\paragraph{Static risk control and extensions.} \looseness=-1Perhaps most prominently, the framework of \emph{conformal prediction} constructs set predictors with upper bounds specifically on the miscoverage risk under \emph{i.i.d.} or exchangeable data, with a substantial recent body of literature (see, \eg, \cite{angelopoulos2023conformal, fontana2023conformal}). Extensions to more general bounded risks include \cite{angelopoulos2024crc, bates2021distribution, angelopoulos2021learn} leveraging different concentration results, whereas \cite{angelopoulos2023prediction} explore the use of unlabelled calibration data. Recent work on conformal prediction also addresses shifted or non-exchangeable data sequences by tracking and updating the tolerated miscoverage rate \citep{Gibbs2021AdaptiveCI, angelopoulos2024online, zaffran2022adaptive} or different weighting schemes \citep{barber2023conformal, guan2023localized}, and settings include covariate shift \citep{tibshirani2019conformal}, label shift \citep{podkopaev2021distribution} and their abstraction to a more general shift \citep{prinster2024conformal}. \cite{Feldman2022AchievingRC} explore shift settings for more general bounded risks, and we elaborate on this connection in \autoref{subsec:connection-methods}.

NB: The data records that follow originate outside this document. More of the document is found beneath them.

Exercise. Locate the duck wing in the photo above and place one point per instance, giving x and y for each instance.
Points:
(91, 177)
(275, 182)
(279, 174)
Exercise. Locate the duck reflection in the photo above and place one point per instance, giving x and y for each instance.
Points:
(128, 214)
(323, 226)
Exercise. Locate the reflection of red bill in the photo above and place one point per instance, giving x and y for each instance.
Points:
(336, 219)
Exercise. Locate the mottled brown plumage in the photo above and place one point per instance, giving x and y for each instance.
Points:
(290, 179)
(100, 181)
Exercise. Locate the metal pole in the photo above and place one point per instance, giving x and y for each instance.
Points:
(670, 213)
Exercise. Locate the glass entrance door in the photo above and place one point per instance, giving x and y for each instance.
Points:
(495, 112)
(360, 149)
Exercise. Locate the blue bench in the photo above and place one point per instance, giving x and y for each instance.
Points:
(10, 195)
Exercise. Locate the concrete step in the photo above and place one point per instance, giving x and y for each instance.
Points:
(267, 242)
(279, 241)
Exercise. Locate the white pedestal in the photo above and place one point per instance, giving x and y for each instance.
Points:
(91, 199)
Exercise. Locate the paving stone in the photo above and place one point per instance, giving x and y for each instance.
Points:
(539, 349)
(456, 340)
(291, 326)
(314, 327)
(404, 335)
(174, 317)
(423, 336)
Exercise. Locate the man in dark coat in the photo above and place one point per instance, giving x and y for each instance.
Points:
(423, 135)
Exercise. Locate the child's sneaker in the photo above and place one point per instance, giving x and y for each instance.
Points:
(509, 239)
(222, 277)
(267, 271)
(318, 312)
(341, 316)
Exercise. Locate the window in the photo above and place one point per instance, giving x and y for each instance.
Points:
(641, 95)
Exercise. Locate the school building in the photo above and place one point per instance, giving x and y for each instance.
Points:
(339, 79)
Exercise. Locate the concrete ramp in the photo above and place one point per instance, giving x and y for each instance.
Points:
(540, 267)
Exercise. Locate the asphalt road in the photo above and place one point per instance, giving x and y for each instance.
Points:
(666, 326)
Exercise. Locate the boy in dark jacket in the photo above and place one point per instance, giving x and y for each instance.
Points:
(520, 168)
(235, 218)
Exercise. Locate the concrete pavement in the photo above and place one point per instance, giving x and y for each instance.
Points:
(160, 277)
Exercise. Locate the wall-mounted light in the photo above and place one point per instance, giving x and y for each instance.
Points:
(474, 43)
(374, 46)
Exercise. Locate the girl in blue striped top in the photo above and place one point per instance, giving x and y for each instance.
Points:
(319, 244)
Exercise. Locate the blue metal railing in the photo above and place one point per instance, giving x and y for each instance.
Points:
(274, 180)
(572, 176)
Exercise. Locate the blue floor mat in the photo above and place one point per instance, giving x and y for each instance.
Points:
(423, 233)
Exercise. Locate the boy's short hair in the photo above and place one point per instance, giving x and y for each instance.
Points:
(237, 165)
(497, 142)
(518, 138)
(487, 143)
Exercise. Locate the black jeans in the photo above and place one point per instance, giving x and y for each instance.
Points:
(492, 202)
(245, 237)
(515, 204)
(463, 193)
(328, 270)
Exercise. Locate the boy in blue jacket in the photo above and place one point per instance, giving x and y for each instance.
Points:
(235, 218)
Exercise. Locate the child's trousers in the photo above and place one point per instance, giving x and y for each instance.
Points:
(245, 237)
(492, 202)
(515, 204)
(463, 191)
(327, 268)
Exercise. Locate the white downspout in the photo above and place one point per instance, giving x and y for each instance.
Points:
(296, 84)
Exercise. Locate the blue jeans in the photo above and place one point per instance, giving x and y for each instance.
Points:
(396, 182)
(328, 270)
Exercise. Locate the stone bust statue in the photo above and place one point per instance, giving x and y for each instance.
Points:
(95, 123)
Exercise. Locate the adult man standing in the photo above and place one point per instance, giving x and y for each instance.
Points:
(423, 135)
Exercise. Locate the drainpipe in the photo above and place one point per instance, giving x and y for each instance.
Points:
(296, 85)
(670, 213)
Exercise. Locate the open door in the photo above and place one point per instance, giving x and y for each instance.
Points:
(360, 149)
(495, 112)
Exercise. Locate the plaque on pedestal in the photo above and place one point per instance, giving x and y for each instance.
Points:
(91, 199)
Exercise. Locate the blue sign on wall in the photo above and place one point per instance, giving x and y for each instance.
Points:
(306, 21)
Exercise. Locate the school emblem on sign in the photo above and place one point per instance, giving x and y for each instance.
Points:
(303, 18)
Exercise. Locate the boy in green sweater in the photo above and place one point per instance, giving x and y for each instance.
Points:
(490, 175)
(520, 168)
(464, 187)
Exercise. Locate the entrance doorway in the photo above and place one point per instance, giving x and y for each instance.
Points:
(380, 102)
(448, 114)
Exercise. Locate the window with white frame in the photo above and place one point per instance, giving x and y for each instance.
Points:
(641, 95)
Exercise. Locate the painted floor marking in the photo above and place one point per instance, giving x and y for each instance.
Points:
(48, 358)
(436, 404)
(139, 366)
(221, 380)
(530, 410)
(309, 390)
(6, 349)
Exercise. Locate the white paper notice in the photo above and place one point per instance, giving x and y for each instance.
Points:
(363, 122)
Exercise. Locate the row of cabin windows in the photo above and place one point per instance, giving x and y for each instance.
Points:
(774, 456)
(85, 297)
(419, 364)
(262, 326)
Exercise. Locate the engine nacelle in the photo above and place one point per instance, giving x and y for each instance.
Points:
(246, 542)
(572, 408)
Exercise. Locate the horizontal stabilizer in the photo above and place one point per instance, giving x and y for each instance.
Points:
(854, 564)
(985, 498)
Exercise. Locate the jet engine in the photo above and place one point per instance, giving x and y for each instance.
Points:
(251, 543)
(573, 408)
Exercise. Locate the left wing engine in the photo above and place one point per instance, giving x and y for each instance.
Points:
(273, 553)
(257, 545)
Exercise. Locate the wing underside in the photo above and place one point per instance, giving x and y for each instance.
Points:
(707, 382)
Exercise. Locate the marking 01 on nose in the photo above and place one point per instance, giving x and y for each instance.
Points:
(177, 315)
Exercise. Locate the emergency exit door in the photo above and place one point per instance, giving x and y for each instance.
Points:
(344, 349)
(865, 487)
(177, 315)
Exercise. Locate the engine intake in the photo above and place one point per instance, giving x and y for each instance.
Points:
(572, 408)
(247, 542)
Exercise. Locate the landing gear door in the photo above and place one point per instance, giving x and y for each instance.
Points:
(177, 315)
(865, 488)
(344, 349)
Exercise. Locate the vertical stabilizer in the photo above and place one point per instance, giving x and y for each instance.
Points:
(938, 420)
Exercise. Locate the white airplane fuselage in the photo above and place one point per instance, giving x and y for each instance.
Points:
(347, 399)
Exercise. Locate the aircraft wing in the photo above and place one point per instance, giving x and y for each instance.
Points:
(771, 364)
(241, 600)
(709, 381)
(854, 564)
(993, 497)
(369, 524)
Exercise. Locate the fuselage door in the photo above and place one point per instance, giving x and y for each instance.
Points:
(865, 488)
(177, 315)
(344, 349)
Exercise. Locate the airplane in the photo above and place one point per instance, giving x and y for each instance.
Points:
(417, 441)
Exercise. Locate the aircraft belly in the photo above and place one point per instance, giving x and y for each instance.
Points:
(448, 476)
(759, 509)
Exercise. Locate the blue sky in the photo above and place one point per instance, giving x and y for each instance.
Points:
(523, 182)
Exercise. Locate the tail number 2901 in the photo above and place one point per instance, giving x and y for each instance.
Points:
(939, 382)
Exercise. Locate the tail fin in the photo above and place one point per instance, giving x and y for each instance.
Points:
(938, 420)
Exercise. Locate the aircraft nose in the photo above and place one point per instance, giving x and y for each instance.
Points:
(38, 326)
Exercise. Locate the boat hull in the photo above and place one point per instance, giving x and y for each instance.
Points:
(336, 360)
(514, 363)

\paragraph{Sequential hypothesis testing and risk tracking.}\looseness=-1 \cite{waudby2024estimating} offer an in-depth study on detecting deviations in the means of bounded quantities for stream settings, providing fundamental tools for the testing of risks following \autoref{eq:def-risk}. Very recently, \cite{fan2025testing} explore some settings for additional bounds on the variance. \cite{xu2024active, adaptiveltt} leverage deviations in means to provide strong time-uniform risk control for \emph{i.i.d} streams, discussed further in \autoref{subsec:connection-methods}. Closely related to our work, \cite{podkopaev2021tracking} monitor a \emph{running risk} of the form $\gR_r(\psi) = \frac{1}{t}\sum_{i=1}^{t} \mathbb{E}_{P_i}[\rvz_i]$ under the sequential testing framework, with similar false alarm guarantees. However, we consider the more challenging instantaneous risk $\gR_t(\psi)$ at any given time step, which can recover $\gR_r(\psi)$ but not vice versa. Furthermore, their experimental design tends to distinguish between benign and harmful shifts caused by a dominant shift initiated at $P_0$ (akin to changepoint detection), whereas we incorporate a broader variety of shifts. Their approach was reformulated by \cite{amoukou2024sequential} for unlabelled streams, and relatedly \cite{bar2024protected} suggest an unsupervised covariate shift detector on the basis of entropy-matching to a reference set. Other related work includes \cite{weinstein2020online} for tracking of risks associated with population parameters (rather than predictive quantities), and \cite{vishwakarma2024taming, sun2024online} who leverage martingale-based constructions particular to out-of-distribution detection.

\paragraph{Sequential hypothesis testing under shift.} \looseness=-1Stream data denotes a particular test setting under the `testing-by-betting' framework, lending itself naturally to the use of test martingales\footnote{It is also referred to as \emph{sequential anytime-valid inference}.} \citep{ramdas2023game, ramdas2024hypothesis}. Within that framework, previous work has considered a variety of testing problems, such as on exchangeability \citep{vovk2021testing, saha2024testing}, independence \citep{podkopaev2023sequential}, two-sample testing \citep{Shekhar2021NonparametricTT, PandevaBNF24, PandevaFRS24, luo2024online}, or changepoint detection \citep{shekhar2023sequential, shekhar2024reducing, vovk2021retrain, volkhonskiy2017inductive, shin2023detectors}. Theses works differ from ours in terms of the hypotheses they address, their data settings (\eg~by simultaneously observing two separate data streams), or experimental designs (\eg~detecting a single changepoint or shift).